Case study

WW1 Australian VC recipient Rupert Vance (Mick) Moon

The story of Australian First World War Victoria Cross recipient Rupert Vance (Mick) Moon.

Rupert Vance (Mick) Moon

Credit: Australian War Memorial A02592

66 men from Australia received the Victoria Cross, Britain’s highest award for gallantry, during the First World War. As part of the Centenary Commemorations the people of the United Kingdom marked their gratitude to those courageous men by presenting a bronze memorial plaque to their home country engraved with their names. The plaque is now displayed at the Australian War Memorial. This archive tells their stories.

Name: Rupert Vance (Mick) Moon

DOB: 14 August 1892

Place of Birth: Bacchus Marsh, Victoria, Australia

Date of Action: 12 May 1917

Place of Action: near Bullecourt, France

Rank: Lieutenant

Regiment: 58th Battalion, Australian Imperial Force

Rupert (Mick) Moon was born on 14 August 1892 in Victoria, Australia. He was a bank clerk and in the militia (now the Australian Army Reserve) before enlisting in the Australian Imperial Force in August 1914 as a trumpeter. Moon set sail in October of that year for Egypt and served in Gallipoli from May 1915 until evacuation in December. He was promoted to Sergeant and left for France. He was subsequently appointed Platoon Commander in the 58th Battalion to replace recent losses.
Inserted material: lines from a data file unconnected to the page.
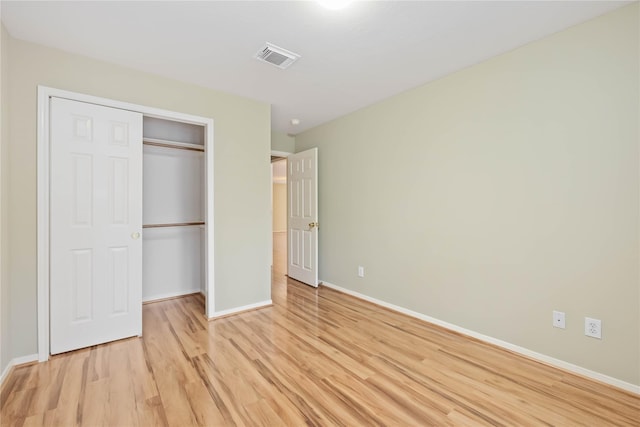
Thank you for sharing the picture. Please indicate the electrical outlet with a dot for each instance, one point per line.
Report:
(558, 319)
(593, 327)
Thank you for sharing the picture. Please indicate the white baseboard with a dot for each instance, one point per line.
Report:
(171, 295)
(16, 362)
(238, 310)
(512, 347)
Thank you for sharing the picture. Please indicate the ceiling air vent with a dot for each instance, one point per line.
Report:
(281, 58)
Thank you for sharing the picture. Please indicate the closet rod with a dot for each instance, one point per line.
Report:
(170, 145)
(175, 224)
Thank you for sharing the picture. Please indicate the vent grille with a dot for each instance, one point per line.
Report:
(281, 58)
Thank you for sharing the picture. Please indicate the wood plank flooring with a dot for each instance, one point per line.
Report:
(317, 357)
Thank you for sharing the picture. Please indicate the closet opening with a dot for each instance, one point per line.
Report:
(279, 214)
(173, 214)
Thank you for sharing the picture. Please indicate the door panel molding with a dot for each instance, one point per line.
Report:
(43, 188)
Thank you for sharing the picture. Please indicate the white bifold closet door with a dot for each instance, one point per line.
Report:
(96, 225)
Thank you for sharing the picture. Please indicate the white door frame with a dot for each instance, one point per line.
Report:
(43, 171)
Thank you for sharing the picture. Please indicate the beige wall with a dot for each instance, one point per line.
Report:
(5, 335)
(279, 207)
(241, 172)
(495, 195)
(280, 141)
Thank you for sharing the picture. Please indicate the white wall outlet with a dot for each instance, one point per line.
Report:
(558, 319)
(593, 327)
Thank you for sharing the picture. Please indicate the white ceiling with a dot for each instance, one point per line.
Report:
(350, 58)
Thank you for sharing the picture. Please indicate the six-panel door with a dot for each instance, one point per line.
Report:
(302, 185)
(96, 225)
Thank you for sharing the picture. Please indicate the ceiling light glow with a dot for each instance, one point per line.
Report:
(334, 4)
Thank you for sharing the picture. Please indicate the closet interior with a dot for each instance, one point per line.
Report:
(173, 213)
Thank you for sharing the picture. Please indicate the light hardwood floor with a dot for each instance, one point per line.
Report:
(317, 357)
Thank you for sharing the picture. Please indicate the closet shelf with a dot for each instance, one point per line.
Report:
(172, 144)
(174, 224)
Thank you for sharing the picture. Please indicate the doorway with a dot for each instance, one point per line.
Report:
(279, 214)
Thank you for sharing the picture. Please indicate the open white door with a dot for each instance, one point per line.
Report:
(302, 224)
(96, 225)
Lieutenant Moon was awarded the Victoria Cross for most conspicuous bravery on 12 May 1917 when he led his men in the successful breaching of the Hindenberg Line in the Second Battle of Bullecourt. Moon personally led the assault, and was wounded four times. As his citation in the London Gazette explains:

Although wounded in the initial advance, he reached his first objective. Leading his men against the trench itself, he was again badly wounded and incapacitated for the moment. He nevertheless inspired and encouraged his men and captured the trench. Lt. Moon continued to lead his much diminished command in the general attack with the utmost valour, being again wounded, and the attack was pressed home. During the consolidation of the position, this officer was again badly wounded, and it was only after this fourth and severe wound through the face that he consented to retire from the fight. His bravery was magnificent, and was largely instrumental in the successful issue against superior numbers, the safeguarding of the flank of the attack and the capture of many prisoners and machine guns.

Badly wounded, Moon was sent back to Australia to recuperate, but he bravely volunteered to return to active service in France and ended the war as a temporary captain. Afterwards, Moon worked in a bank and as an accountant. He died in 1986 at the age of 93.